A Polícia Federal cumpriu na manhã desta quinta-feira (1º) mandados de prisão e de busca e apreensão em uma investigação sobre desvios em contratos para a compra de kits de robótica com dinheiro do FNDE (Fundo Nacional de Desenvolvimento da Educação).

O caso teve origem em reportagem da Folha publicada em abril do ano passado sobre as aquisições em municípios de Alagoas, todas assinadas com uma mesma empresa pertencente a aliados do presidente da Câmara, Arthur Lira (PP-AL).

Durante as buscas, em um endereço em Maceió ligado a um policial civil investigado, a PF encontrou ao menos R$ 4,4 milhões em um cofre superlotado com dinheiro vivo.

Lira foi um dos principais aliados do ex-presidente Jair Bolsonaro (PL) e teve apoio da base do governo Lula (PT) para ser reeleito presidente da Câmara em fevereiro.

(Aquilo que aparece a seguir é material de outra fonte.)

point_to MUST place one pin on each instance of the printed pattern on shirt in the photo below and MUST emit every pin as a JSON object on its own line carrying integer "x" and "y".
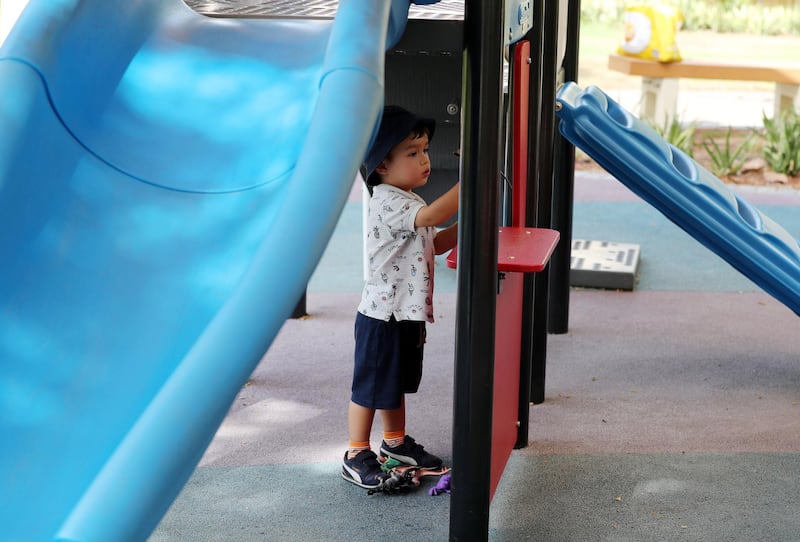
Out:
{"x": 400, "y": 257}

Como revelou a Folha, ele fez chegar a interlocutores do Palácio do Planalto na quarta-feira (31), em meio ao impasse para a votação da MP (medida provisória) que reformula a Esplanada dos Ministérios, que não irá pautar projetos de interesse de Lula até que os deputados avaliem que o governo ajustou a articulação política e a relação com a Casa.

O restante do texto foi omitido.